Алби неприятно ухмылялся в восторге от того, как провернул свой блестящий розыгрыш.
— Я следовала за вами всю дорогу из Парижа! Надеюсь, я не напугала вас, мистер Пи, просто Алби сообщил мне, где вы находитесь, и я не смогла удержаться. Иди сюда, мой красавчик! — И тут она схватила обеими руками лицо моего сына и смачно поцеловала так, что по всему парку разнеслось эхо. — Как вам ‘Дам? Отрываетесь по полной? Ну разве не потрясающий город?
— Мы прекрасно проводим время, благодарю…
— Ну да, Алби рассказал, что вы поселили его в каком-то публичном доме для извращенцев. Со мной случилась истерика.
— Никакого публичного дома, — терпеливо пояснил я, — это бутик.
— Так что вы успели, где побывали, куда направляетесь? Расскажите все!
— Цветочный рынок, велосипедная прогулка вокруг каналов. Завтра пойдем в Музей Ван Гога и, если хватит времени, совершим экскурсию по каналу.
— Это очень-очень по-туристски. Вам нужно увидеть другой Амстердам. Давайте пошатаемся по городу все вместе! Куда вы направляетесь прямо сейчас?
Инстинкт подсказал, что мое расписание под угрозой.
— Вообще-то, мы собираемся в дом Анны Франк, а затем в Дом-музей Рембрандта.
— Ну, это не обязательно, — сказала Конни. — Можно пойти и завтра.
— Почему бы вам, ребята, не отправиться туда без нас? — с надеждой спросил Алби. — Мы с Кэт хотим все здесь исследовать.
Ясно, что идея «пошататься» всем вместе показалась Алби такой же нелепой и маловероятной, как и мне.
— Алби, я очень хочу отвести тебя в дом Анны Франк. Мне кажется, ты должен его увидеть.
— Я слишком устала, Дуглас, чтобы продолжать поход, — предательски заявила Конни. — Может быть, завтра с утра?
— Нет! Нет, завтра с утра у нас Музей Ван Гога.
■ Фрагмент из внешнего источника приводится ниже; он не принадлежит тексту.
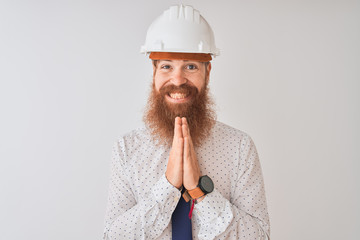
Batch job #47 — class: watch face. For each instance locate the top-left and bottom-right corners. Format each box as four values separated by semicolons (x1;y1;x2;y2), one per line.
199;176;214;193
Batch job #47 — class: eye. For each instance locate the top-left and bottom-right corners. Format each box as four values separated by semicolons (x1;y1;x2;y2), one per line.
161;64;171;69
185;64;198;70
А днем мы уезжаем.
— Разве вы не хотите увидеть настоящий Амстердам?
Нет, Кэт, черт возьми, нет! Не имею ни малейшего желания увидеть настоящий Амстердам. Реальности нам хватает и в Беркшире, мы не для этого сюда приехали; нам совершенно неинтересно, каково истинное положение вещей. Перед моим мысленным взором всплыло идеально составленное расписание осмотра достопримечательностей.
— Если мы не пойдем в дом Анны Франк сегодня, весь план распадется. — Я почувствовал, что перехожу на визг.
— Давайте перехватим что-нибудь на обед и расслабимся, годится? У меня есть байк, и я знаю одно потрясающее вегетарианское кафе в Пейп…
[32]
75. Ешь сколько влезет
Нут, похожий на маленькие шарики известняка. Безвкусный резиновый творог. Не шпинат, а скорее водоросли с китайского побережья, холодная бамия, напоминающая слизняков. Некротическое авокадо, сухой, как песок, кускус, дряблые кабачки под зелено-серым водянистым соусом. Фасоль! Обыкновенная холодная фасоль, изысканно вываленная из консервной банки.
— Разве не здорово? Кому нужно мясо! — воскликнула Кэт, которая в прошлый раз, когда я ее видел, набивала свой рюкзак беконом, как какой-нибудь обезумевший таксидермист.
— В Париже мы ели много мяса. Много, — сказала Конни, смело переметнувшись в стан врага.
— Только не говорите, что вы ели фуа-гра. — Кэт предостерегающе помахала пальцем перед моим лицом.